We previously showed that KLF4, a gene highly expressed in murine prostate stem cells, blocks the progression of indolent intraepithelial prostatic lesions into aggressive and rapidly growing tumors. Here, we show that the anti-tumorigenic effect of KLF4 extends to PC3 human prostate cancer cells growing in the bone. We compared KLF4 null cells with cells transduced with a DOX-inducible KLF4 expression system, and find KLF4 function inhibits PC3 growth in monolayer and soft agar cultures.

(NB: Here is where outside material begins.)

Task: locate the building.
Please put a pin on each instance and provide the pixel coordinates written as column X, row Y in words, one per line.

Furthermore, KLF4 null cells proliferate rapidly, forming large, invasive, and osteolytic tumors when injected into mouse femurs, whereas KLF4 re-expression immediately after their intra-femoral inoculation blocks tumor development and preserves a normal bone architecture. KLF4 re-expression in established KLF4 null bone tumors inhibits their osteolytic effects, preventing bone fractures and inducing an osteogenic response with new bone formation. In addition to these profound biological changes, KLF4 also induces a transcriptional shift from an osteolytic program in KLF4 null cells to an osteogenic program. Importantly, bioinformatic analysis shows that genes regulated by KLF4 overlap significantly with those expressed in metastatic prostate cancer patients and in three individual cohorts with bone metastases, strengthening the clinical relevance of the findings in our xenograft model.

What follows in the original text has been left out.